Truth is, I just sort of want to hole up in my apartment with my husband for the next three days until we go to Disney. I don't want to do anything aside from pack and watch Battlestar Gallactica. Yes, I know. Don't judge me. Dave and I were both wrong in thinking it was going to be really stupid and dumb but now find ourselves hooked. I know I will have to venture out of my apartment at some point to buy the final supplies needed for our trip but that's really all I want to do. I hate when I get into these moods. I like people. I like our friends. I don't know why I will suddenly have the compulsive desire to be hermit inside my shell for a week or so and then be fine afterward. It's weird.

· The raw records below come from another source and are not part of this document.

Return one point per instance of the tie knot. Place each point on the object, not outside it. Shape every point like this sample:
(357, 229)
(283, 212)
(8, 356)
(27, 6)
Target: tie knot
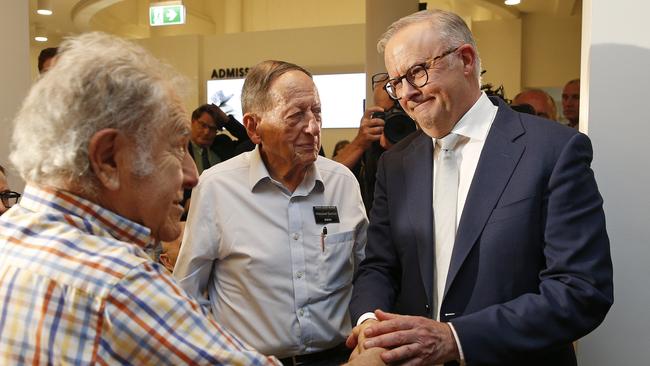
(448, 142)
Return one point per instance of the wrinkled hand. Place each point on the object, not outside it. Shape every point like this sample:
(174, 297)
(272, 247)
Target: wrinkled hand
(357, 338)
(412, 340)
(367, 358)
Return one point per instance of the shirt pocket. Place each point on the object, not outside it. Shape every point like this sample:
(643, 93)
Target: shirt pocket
(336, 261)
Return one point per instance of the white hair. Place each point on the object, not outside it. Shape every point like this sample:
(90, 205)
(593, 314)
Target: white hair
(451, 30)
(98, 82)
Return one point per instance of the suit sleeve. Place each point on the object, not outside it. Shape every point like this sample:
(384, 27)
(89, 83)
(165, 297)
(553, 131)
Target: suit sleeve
(377, 281)
(200, 245)
(575, 290)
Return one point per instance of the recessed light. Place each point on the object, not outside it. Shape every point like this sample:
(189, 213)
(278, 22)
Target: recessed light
(44, 7)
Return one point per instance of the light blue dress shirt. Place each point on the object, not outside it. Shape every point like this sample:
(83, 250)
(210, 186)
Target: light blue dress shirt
(256, 249)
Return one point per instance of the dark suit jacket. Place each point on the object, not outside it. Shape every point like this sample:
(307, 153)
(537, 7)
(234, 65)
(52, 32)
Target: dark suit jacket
(223, 145)
(531, 269)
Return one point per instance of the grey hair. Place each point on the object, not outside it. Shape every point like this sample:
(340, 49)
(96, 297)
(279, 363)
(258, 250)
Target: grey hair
(98, 82)
(549, 99)
(256, 96)
(451, 29)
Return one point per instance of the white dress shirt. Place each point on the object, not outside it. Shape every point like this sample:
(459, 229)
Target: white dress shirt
(256, 249)
(473, 127)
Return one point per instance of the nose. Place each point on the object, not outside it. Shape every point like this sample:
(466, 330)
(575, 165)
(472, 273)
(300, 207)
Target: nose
(408, 90)
(313, 126)
(190, 174)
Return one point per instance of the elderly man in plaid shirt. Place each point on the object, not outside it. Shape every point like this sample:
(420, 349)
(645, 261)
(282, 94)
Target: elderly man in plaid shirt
(101, 141)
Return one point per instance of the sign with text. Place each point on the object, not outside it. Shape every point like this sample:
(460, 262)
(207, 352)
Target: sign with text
(166, 14)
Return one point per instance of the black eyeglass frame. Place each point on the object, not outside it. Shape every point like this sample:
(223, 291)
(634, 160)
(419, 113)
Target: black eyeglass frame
(7, 195)
(379, 78)
(391, 84)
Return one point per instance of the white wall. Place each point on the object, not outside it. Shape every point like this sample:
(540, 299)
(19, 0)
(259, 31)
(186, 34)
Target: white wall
(14, 75)
(616, 95)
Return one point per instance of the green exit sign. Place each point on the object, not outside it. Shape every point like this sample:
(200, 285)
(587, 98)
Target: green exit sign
(166, 14)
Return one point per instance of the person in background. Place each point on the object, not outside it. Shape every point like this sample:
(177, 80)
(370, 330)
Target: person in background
(571, 102)
(208, 147)
(540, 100)
(46, 59)
(381, 126)
(105, 175)
(487, 242)
(274, 235)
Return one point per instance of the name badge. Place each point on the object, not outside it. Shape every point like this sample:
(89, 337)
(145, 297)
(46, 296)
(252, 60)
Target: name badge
(326, 214)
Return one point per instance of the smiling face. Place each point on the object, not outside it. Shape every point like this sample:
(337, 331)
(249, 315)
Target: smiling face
(451, 88)
(290, 131)
(154, 200)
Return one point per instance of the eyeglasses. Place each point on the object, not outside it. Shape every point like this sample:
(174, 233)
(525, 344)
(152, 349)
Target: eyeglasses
(416, 75)
(379, 78)
(9, 198)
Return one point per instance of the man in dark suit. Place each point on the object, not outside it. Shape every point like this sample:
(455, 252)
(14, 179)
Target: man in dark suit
(206, 143)
(208, 148)
(488, 250)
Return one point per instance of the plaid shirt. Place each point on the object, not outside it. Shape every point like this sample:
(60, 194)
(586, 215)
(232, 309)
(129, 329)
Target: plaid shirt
(76, 287)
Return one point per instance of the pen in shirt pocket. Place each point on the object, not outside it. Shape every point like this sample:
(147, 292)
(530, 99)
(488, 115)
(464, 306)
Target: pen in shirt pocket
(323, 234)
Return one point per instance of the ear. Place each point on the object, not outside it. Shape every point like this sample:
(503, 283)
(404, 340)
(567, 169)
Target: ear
(102, 152)
(251, 122)
(468, 56)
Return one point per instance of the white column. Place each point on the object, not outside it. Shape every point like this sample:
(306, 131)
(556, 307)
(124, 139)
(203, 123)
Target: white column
(14, 75)
(615, 92)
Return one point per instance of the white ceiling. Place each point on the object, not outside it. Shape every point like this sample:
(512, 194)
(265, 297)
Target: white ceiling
(74, 16)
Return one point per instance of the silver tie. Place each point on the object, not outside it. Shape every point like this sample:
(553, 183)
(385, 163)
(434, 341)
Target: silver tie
(445, 199)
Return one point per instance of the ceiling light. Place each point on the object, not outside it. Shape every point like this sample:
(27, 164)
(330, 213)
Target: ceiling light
(39, 33)
(44, 7)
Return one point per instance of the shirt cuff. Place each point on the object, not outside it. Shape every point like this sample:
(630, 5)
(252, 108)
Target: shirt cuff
(367, 316)
(460, 348)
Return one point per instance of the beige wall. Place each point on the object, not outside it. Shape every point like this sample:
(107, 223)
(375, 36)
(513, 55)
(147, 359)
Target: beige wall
(321, 50)
(534, 51)
(14, 76)
(551, 50)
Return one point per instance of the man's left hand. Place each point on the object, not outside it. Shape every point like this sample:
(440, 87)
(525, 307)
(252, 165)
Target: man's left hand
(412, 340)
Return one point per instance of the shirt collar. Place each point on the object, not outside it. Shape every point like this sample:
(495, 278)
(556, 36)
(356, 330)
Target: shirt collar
(258, 174)
(475, 123)
(44, 199)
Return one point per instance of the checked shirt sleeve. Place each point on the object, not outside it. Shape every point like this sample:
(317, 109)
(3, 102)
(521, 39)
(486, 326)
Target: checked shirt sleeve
(149, 320)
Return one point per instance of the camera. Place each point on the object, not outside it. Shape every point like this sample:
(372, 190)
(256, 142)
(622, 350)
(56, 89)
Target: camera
(398, 123)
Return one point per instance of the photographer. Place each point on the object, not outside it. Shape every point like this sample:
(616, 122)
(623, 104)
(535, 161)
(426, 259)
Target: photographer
(381, 126)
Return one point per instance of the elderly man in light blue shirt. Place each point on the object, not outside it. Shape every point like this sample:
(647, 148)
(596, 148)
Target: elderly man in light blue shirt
(277, 233)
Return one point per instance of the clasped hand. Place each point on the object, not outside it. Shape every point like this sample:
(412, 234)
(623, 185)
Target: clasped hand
(406, 340)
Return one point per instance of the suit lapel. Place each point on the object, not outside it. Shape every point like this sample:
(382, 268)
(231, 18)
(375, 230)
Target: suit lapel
(496, 164)
(418, 167)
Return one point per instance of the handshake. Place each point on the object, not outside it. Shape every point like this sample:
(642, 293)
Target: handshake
(403, 339)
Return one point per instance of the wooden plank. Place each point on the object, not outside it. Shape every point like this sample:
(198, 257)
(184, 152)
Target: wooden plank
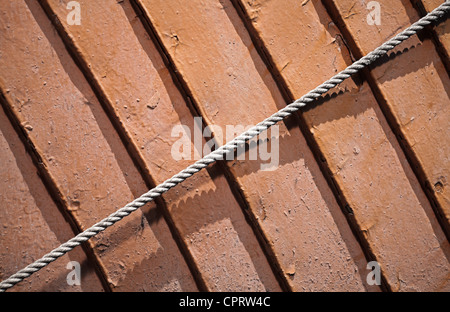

Really I just want my damn period. My nerves feel frayed and I think more than anything I'm exhausted from the anxiety of the giant potentially newborn human "what if" answer. So far I've been able to distract myself but I could really use the help of warm-weather DisneyWorld. A part of me fears that if I don't get it by then that it's going to hang over us like this giant cloud. I think I'm ready for myself to be with child. I mean, as ready as I could possibly be at this point anyway. A part of me just wants to know and the other part is saying, "you've got one more day of freedom" each time the test comes out negative. I know I shouldn't look at having a child as a prison sentence but a part of me sort of does. A baby changes everything. It rewrites scripts and forces me to start looking at everything in a way I just don't want to yet.
Things like finding a career I love, trying to save up to buy a home, hell even my relationship with Dave will be irrevocably altered. In the end, once the child is here or even once I come to terms with the fact that I'm pregnant, I will feel like it's all worth it. This just isn't how we want this to go. A baby will be the end of my life as I know it. It will also be the beginning of everything I may find enriching in my world. I'm just not ready to make that transition. I just want to go to bed, stay there as long as I can remain unconscious, and then zone out to television dramas. I want to be selfish and I think that's why I don't want to socialize. When you socialize, it can't be all about you. It has to be about someone else too and all I can think about right now is myself, my husband, and this new family we might or might not be having.